RMI: Costa Rica, already known as an ecotourism hot spot and global leader in environmental stewardship, has set a goal to become carbon neutral by 2021. Your energy mix is already almost entirely renewable (mostly hydro plus some geothermal and wind), with an impressively small amount of fossil fuels. As the country embraces diversification with other renewables, such as solar in the Guanacaste region, what lessons can the rest of the world learn from your successes and challenges?
JMF: The first lesson is that renewables are profitable. Powered by renewables Costa Rica has successfully diversified its economy, with a very pronounced and competitive export-oriented bias. Secondly, we are living proof it can be done even among developing nations with scarcer economic resources than the developed world. Thirdly, our experience shows that systemic thinking in addressing these challenges is much better than a “silo” focus.
RMI: What do you see as the most significant barriers that stand in the way of transforming global energy use? With renewables making an increasingly compelling economic case — garnering billions of dollars of global investment, while their costs keep declining, making that investment go further — how can we accelerate their adoption and topple incumbent fossil fuels?
JMF: There is nothing harder than changing cultural attitudes. Most of the world grew up on fossil fuels without thinking of their unintended consequences: increasing carbon emissions driving climate change.
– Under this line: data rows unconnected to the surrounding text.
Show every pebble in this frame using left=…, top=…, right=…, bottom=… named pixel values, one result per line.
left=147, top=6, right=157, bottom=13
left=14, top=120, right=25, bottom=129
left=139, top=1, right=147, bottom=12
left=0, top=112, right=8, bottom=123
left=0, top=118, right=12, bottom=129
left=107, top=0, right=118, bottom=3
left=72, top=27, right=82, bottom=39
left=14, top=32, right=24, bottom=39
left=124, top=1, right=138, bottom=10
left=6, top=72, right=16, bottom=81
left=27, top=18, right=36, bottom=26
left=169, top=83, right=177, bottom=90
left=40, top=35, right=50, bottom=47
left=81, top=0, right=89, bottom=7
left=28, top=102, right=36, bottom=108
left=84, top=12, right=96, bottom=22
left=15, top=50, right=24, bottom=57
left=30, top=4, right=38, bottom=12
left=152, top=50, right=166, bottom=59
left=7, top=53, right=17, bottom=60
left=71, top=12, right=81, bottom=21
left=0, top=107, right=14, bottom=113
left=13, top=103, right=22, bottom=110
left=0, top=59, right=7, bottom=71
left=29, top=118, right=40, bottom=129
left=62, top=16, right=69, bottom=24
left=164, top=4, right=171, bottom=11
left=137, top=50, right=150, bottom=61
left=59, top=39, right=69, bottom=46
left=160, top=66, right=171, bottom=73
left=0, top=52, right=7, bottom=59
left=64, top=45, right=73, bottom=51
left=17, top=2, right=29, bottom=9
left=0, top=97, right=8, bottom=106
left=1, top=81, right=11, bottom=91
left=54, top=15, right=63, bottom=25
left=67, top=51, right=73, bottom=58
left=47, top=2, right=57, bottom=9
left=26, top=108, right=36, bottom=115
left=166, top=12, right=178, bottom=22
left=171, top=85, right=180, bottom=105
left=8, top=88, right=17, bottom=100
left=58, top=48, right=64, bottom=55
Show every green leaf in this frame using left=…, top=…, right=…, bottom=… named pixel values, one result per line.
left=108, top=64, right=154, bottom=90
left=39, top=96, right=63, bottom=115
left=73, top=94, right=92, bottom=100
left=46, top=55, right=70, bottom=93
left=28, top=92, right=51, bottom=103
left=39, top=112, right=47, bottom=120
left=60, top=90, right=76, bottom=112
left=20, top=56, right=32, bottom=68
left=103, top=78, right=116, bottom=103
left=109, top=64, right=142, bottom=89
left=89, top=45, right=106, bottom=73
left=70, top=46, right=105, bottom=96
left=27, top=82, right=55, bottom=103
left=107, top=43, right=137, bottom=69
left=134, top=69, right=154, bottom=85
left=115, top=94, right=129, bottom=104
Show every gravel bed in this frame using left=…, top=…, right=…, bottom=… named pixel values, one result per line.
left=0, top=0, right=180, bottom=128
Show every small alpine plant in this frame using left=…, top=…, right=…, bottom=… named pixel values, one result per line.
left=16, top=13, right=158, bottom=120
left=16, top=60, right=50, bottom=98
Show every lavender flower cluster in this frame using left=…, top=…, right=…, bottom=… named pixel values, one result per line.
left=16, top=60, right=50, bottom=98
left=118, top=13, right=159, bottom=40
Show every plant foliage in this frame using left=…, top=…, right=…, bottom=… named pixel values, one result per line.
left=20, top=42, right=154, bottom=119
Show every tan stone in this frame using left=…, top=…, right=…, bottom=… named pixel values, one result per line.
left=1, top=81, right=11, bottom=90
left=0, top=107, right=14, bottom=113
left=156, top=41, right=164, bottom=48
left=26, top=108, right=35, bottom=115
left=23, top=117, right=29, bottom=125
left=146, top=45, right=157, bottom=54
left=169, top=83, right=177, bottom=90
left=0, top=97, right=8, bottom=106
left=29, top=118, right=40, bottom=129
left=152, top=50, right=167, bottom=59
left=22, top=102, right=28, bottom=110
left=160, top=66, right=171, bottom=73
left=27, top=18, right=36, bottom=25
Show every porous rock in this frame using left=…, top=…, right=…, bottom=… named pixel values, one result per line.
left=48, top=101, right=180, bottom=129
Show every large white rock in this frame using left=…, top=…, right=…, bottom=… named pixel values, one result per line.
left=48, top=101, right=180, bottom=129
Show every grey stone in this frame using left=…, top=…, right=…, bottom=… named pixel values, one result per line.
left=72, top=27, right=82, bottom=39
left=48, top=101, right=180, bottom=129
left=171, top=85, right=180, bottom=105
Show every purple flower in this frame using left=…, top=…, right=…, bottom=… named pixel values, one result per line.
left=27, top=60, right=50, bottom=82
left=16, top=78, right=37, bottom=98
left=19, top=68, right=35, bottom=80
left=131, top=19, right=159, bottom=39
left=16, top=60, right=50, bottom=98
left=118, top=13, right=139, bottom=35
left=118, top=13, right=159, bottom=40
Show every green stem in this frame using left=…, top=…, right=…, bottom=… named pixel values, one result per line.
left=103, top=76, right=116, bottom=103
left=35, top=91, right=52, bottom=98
Now we must change our habits and practices, and do so within a ten- to fifteen-year window to avoid temperature changes from escalating beyond two degrees Celsius. This requires broadening our understanding with respect to the business opportunities it entails, strong leadership to change present business models, and public-private partnerships to make progress in the short time we have to act.
RMI: With China and the U.S. dominating global oil imports, fossil fuel consumption (especially coal), and carbon emissions, how do smaller countries such as Costa Rica and the Caribbean’s island-nations perceive their place in that landscape?
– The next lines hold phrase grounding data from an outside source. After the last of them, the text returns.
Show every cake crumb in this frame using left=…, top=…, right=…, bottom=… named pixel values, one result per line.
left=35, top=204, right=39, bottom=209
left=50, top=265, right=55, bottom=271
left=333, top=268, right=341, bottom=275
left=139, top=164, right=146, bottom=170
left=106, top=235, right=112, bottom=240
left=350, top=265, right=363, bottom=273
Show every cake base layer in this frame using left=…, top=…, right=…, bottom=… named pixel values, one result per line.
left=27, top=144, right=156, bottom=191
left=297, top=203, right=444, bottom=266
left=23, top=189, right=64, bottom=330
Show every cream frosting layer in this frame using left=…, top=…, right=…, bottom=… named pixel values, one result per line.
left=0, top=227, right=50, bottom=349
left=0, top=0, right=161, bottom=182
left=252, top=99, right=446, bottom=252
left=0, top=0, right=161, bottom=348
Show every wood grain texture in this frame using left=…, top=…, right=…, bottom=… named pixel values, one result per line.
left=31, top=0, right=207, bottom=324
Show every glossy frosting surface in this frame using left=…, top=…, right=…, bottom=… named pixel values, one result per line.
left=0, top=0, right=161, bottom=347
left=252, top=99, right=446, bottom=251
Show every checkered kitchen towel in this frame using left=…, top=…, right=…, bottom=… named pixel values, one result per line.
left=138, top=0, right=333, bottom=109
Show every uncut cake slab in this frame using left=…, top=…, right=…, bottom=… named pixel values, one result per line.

JMF: Smaller nations face both a great challenge and a great opportunity. The challenge — and it’s not an easy one to come to terms with — is that even if we do everything we can in the smaller nations and reduce our carbon footprint to zero, the world still needs China, the U.S., Brazil, India, and other large players to do more and move faster. The opportunity, though, is for smaller nations to set an example in the transition to low-carbon economies, which hopefully inspires others to follow. Then, the issue becomes one of scaling solutions, rather than proving them in the first place. Smaller nations can become early-adopters proving the case that paves the way for other major world energy powers to follow.